Como delirante film de animación en 3-d, el film de Chris Miller y Phil Lord (curtidos en guiones de teleseries norteamericanas y no en un estudio de animación digital, dato este nada anecdótico) hunde sus raíces en la semilla indeleble de lo que en su día supuso la respuesta al canon Disney, los Merrie Melodies, y se reviste de actualidad mediante la parodia el cine de catástrofes más actual, visto en la reciente 2012 o Armageddon, sin ir más lejos.
Todo ello con un sentido del humor loco y un argumento sorprendente, que no se abandona al homenaje gratuito ni a la búsqueda de la realidad visual de Cuento de Navidad. La película no quiere ser otra cosa que un film de dibujos animados, un estilizado y lunático festival de gestos y pasadas visuales (ese plátano cayendo sobre el logo inicial de Columbia, por no hablar de tornado de spaghetti…) que despierta desde el principio la risa floja. Aunque Lluvia de albóndigas regala también momentos menores y emotivos debidos a la idiosincrasia de sus personajes (el paseo de Flint y Sam dentro del flan de gelatina).
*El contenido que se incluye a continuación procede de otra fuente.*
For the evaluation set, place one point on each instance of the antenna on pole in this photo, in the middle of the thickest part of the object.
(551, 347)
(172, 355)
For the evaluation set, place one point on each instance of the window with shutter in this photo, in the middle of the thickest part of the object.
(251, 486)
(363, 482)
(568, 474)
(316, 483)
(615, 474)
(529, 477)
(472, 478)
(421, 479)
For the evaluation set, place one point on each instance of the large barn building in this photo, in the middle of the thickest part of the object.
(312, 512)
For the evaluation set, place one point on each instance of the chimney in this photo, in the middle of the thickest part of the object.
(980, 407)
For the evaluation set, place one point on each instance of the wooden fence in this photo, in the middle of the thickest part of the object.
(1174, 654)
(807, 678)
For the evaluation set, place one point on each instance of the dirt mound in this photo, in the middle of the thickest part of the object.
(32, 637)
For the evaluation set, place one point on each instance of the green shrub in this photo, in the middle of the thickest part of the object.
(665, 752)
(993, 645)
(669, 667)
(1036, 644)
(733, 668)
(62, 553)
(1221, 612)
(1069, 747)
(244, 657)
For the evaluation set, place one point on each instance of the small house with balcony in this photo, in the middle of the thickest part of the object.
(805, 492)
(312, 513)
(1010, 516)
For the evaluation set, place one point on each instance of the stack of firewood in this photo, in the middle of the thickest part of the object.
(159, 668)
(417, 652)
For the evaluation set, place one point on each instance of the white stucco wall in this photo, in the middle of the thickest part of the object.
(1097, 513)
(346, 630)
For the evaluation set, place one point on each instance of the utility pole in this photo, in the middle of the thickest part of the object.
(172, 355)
Toda una sorpresa que destaca por su humor ganso y su buena factura, desde la música de Mark Mothersbaugh –atención a la primera lluvia de hamburguesas- hasta su delirante conclusión, todo un festival que haría derramar lágrimas de emoción al más energético Joe Dante de los ochenta.
Porque el hacedor de Gremlins o El chip prodigioso, que también bebía del espíritu majareta de Bugs Bunny y de la serie B más casposa y entrañable, podría haber sido el responsable del título aquí presente: un esquizofrénico festival de risas para el chaval que todos llevamos dentro, que despunta por encima tanto de apuestas ibéricas (Planet 51) como de demás bromas de trazo grueso.